La raison pour laquelle l’instance dirigeante du football mondial, la FIFA, pourrait citer officiellement sa décision d’attribuer son tournoi phare aux Qataris serait que la toute première Coupe du monde de football dans la région renforcera la portée et la qualité du football au Moyen-Orient tout en aidant également le pays arabe péninsulaire à découvrir le vivier de talents et le potentiel de marché plutôt inexploités de la région.

Mais, la vérité pourrait être loin d’être quelque chose d’aussi simple qu’une personne naïve pourrait être amenée à le croire.

Et la principale raison repérée par les experts du football dans la tentative du Qatar de jouer le rôle d’hôte, une raison qui peut être entendue dans le monde entier, est l’opportunité pour le Qatar de laver par le sport sa réputation de nation stricte du Moyen-Orient avec une morale ultra-conservatrice en démontrant leur so- vision dite « moderne » qui a progressé et s’est améliorée au fil du temps.

Les roues pour amener le glorieux trophée au Qatar ont été mises en mouvement bien avant le processus de vote pour décider du lieu de la Coupe du monde. À ce moment-là, l’occasion de voter s’est présentée, les responsables qatariens avaient déjà rencontré les dirigeants qui devaient être rencontrés et les paumes qui devaient être graissées ont été graissées, afin de faciliter le bon déroulement du processus.

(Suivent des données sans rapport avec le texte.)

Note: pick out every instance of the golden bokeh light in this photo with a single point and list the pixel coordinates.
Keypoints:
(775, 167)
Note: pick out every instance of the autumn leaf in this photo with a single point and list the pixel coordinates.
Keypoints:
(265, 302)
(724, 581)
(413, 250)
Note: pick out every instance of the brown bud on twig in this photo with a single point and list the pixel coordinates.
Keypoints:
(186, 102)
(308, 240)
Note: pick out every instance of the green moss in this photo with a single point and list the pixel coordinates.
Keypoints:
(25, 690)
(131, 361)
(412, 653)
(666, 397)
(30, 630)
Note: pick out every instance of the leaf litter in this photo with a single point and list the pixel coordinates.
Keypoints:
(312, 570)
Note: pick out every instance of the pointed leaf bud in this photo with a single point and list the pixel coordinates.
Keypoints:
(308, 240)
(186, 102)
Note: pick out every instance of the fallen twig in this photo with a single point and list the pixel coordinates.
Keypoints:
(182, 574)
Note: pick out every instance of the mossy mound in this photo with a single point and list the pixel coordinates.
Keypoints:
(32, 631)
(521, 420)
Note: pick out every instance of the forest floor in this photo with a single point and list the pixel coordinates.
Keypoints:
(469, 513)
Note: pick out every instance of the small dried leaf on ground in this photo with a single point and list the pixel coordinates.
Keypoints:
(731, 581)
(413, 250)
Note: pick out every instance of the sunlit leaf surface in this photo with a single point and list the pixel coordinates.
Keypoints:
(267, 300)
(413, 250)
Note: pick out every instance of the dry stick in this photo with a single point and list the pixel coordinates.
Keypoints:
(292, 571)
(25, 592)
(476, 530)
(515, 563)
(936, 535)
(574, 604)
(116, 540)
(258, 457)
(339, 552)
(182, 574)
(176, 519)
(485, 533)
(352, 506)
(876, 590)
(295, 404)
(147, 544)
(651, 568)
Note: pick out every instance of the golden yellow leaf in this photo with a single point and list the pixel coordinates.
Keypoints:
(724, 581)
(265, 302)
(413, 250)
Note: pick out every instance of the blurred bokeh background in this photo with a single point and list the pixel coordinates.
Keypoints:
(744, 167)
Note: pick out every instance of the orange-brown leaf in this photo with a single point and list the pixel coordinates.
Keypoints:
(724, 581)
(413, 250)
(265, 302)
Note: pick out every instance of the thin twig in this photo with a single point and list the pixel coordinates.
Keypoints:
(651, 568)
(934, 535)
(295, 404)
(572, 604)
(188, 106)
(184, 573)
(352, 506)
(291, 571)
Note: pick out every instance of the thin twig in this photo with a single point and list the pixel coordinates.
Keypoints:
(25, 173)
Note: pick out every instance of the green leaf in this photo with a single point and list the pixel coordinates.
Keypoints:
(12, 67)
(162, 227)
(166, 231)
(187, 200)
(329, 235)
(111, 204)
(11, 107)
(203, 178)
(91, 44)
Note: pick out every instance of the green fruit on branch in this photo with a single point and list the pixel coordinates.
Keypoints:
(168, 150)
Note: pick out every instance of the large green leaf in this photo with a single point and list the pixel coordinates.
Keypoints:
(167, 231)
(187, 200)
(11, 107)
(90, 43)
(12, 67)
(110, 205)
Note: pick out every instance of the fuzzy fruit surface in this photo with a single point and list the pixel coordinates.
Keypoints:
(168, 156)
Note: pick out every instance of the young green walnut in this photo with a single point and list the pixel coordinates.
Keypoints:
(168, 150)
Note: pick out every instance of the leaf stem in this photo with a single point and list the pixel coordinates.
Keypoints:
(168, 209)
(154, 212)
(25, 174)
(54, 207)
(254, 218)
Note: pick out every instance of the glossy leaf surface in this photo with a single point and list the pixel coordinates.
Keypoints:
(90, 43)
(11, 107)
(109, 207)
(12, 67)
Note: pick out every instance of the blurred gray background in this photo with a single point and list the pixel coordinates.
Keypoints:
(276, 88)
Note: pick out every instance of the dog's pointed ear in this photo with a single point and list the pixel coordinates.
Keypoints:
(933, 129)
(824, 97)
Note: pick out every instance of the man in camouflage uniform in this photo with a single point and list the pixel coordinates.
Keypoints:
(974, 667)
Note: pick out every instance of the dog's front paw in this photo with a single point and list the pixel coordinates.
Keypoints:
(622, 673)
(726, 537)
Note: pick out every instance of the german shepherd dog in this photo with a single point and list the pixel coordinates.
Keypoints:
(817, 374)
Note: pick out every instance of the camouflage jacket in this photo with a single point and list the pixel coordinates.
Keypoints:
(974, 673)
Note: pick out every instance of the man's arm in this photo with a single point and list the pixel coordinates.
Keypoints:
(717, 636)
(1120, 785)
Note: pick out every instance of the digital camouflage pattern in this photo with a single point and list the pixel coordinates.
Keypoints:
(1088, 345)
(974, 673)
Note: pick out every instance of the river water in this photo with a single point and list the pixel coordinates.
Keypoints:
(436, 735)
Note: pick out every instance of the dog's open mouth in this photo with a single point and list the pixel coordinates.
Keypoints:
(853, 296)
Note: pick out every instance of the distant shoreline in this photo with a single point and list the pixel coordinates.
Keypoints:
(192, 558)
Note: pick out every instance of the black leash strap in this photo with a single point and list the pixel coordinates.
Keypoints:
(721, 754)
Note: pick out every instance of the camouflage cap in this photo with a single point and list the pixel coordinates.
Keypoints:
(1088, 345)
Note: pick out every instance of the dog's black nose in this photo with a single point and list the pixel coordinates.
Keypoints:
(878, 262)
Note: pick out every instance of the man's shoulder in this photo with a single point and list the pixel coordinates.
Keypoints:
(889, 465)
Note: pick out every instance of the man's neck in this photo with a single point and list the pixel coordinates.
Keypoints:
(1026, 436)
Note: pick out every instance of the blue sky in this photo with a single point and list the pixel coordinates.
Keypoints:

Mais, beaucoup de choses devaient être faites pour remplir l’engagement gigantesque d’accueillir la plus grande pièce maîtresse de la planète. Surtout dans une région désertique.

Système Kafala

Des infrastructures de qualité pour accueillir des matchs de football ont dû être développées ou rénovées. Les routes vers les terrains devaient être aménagées, et surtout, les logements pour loger les fans et les voyageurs qui affluent vers la nation. En termes simples, le Qatar n’avait pas seulement besoin de construire des stades, mais devait également assurer la présence et la disponibilité des installations et équipements auxiliaires qui vont de pair lors de la tentative d’organiser un festival multi-pays, afin de jouer le rôle d’un gracieux héberger.

Et c’est ainsi que le Qatar s’est lancé dans une quête de mission pour proposer les super stades les plus avancés, équipés d’une technologie de pointe pour accueillir les jeux avec les yeux du monde sur eux. Et bien qu’il soit agréable qu’ils aient fait un travail splendide sur le front des infrastructures, on dit qu’ils ont payé avec du temps, de l’argent, du pétrole et bien plus angoissant, du sang.

Le système « Kafala » dont on parle beaucoup n’est pas nouveau dans la région du Moyen-Orient. C’est une pratique qui dure depuis plusieurs décennies et personne ne s’en est soucié malgré la connaissance évidente du traitement médiocre des travailleurs migrants employés dans le cadre du système.

Les laïcs à la recherche d’une rémunération pour satisfaire leurs besoins personnels dans les pays du tiers-monde affluent vers le Moyen-Orient avec la promesse de meilleurs revenus et peut-être d’un meilleur niveau de vie.

Mais, le mal du système Kafala réside dans le fait que les employés qui atterrissent dans la région à dominante désertique se voient confisquer leurs passeports et leurs lettres de créance par leur employeur jusqu’à la fin de la tâche à accomplir et en retour se voient offrir un logement inhabitable et surpeuplé. des espaces, des horaires de travail intolérables et le pire de tout, une absence d’issue.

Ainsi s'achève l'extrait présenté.